Archive for Milan Kundera

The Book of Laughter and Forgetting

Posted in Free Pile books, Literary, Philosophy? with tags , on July 3, 2008 by Admin

Milan Kundera“I invent stories, confront one with another, and by this means I ask questions. The stupidity of people comes from having an answer for everything. The wisdom of the novel comes from having a question for eveything.”

– Milan Kundera, From the Afterward, “A Talk with the Author”

EXCERPT From The Book of Laughter and Forgetting, Milan Kundera:

“When Thomas Mann was very young, he wrote a naïve, intriguing story about death. In the story death is beautiful, as it is beautiful to those who dream of it very young, when it is still surreal and enchanting, like the bluish voice of far-off places.

A young man, mortally ill, gets off a train at an unknown station. He walks into the town without knowing its name and takes rooms in the house of an old woman whose forehead is covered with eczema. No, I do not wish to go into what took place in the rented rooms. I only wish to recall a single minor occurrence: walking around the front room, the ill young man had the feeling that “in between the sounds made by his footsteps he heard another sound in the rooms on either side – a soft, clear, metallic tone – but perhaps it was only an illusion. Like a golden ring falling into a silver basin, he thought…”

That minor acoustic event is never developed or explained in the story. From the standpoint of the action above it could have been omitted without any loss. The sound simply happened; all by itself; just like that. The reason I think Thomas Mann sounded that “soft, clear, metallic tone” was to create silence, the silence he needed to make the beauty audible (because the death he was speaking of was beauty-death), and if beauty is to be perceptible, it needs a certain minimal degree of silence (a perfect criterion of which happens to be the sound of a golden ring falling into a silver basin).

(Yes, I know. You haven’t the slightest idea what I’m talking about. Beauty has long since disappeared. It has slipped beneath the surface of the noise – the noise of words, the noise of cars, the noise of music, the noise of signs – we live in it constantly. It has sunk as deep as Atlantis. The only thing left is the word, whose meaning loses clarity from year to year.)

She is standing across from 6 long necks with tiny heads and flat beaks that open and close noiselessly. She does not understand them. She does not know whether they are threatening, warning, appealing, or begging. And because she does not know, she feels immense anxiety.
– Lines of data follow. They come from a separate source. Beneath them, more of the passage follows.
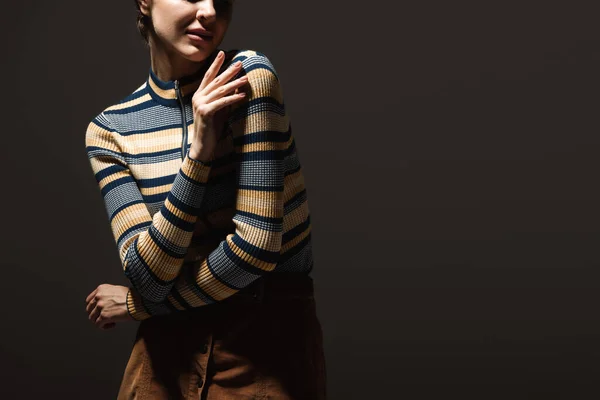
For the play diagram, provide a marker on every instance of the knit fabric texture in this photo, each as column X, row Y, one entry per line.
column 191, row 233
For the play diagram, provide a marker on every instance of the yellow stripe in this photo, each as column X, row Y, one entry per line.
column 274, row 245
column 130, row 103
column 168, row 94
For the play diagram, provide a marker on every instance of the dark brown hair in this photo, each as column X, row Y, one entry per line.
column 144, row 23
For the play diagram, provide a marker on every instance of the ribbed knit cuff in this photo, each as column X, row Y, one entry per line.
column 135, row 308
column 196, row 169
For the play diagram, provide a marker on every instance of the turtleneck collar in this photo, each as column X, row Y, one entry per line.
column 165, row 92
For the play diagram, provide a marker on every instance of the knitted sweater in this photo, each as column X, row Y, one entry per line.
column 192, row 233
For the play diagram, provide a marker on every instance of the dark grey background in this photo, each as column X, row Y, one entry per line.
column 450, row 152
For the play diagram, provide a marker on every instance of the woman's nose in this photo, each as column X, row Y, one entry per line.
column 206, row 10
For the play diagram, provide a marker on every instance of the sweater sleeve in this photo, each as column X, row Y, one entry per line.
column 262, row 135
column 151, row 248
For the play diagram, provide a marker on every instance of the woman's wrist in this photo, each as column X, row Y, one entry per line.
column 199, row 155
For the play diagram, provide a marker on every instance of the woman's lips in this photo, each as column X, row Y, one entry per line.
column 198, row 38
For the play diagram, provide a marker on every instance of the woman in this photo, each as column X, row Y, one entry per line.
column 206, row 201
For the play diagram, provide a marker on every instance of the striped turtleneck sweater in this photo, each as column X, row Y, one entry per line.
column 191, row 233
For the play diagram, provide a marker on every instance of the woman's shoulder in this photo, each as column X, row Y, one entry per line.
column 250, row 59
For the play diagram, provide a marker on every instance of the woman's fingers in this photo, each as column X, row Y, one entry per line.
column 95, row 313
column 224, row 102
column 213, row 70
column 90, row 306
column 225, row 77
column 91, row 296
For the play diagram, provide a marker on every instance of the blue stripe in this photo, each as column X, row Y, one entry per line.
column 158, row 239
column 262, row 155
column 182, row 206
column 239, row 262
column 262, row 188
column 175, row 220
column 154, row 182
column 117, row 182
column 133, row 228
column 150, row 130
column 192, row 278
column 155, row 198
column 262, row 136
column 113, row 169
column 154, row 154
column 297, row 196
column 138, row 201
column 268, row 220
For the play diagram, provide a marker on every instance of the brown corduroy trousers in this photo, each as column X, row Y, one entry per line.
column 265, row 342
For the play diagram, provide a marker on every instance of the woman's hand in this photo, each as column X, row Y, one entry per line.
column 107, row 305
column 209, row 105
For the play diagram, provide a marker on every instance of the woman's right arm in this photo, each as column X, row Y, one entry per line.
column 151, row 249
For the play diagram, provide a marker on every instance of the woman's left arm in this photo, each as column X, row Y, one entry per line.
column 262, row 137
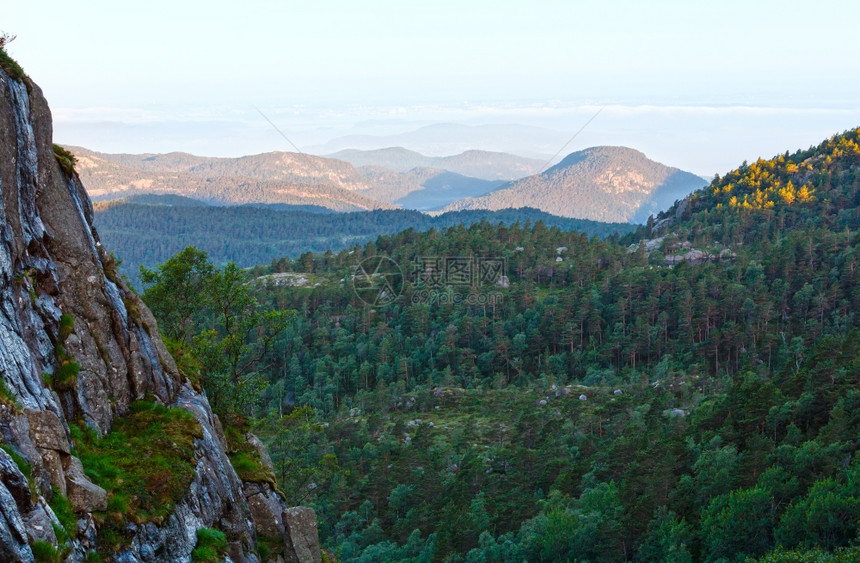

She is afraid something will happen to the golden ring (that tuning fork of silence), and she keeps it tightly closed away in her mouth.

Tamina will never know what they came to tell her. But I do. They did not come to warn or scold or threaten her. They are not at all concerned with her. They came, each one of them, to tell her about themselves. About how they ate, how they slept, how they ran up the fence, and what they saw on the other side. About how they had spent their important childhood in the important village of Rourou. About how they saw a woman in a knitted shawl over her head. About how they swam, fell ill, and then recovered. About how they had been young, ridden bicycles, and eaten a sack of grass that day. There they are, standing face to face with Tamina, telling her their stories, all at the same time, belligerently, pressingly, aggressively, because there is nothing more important than what they want to tell her.”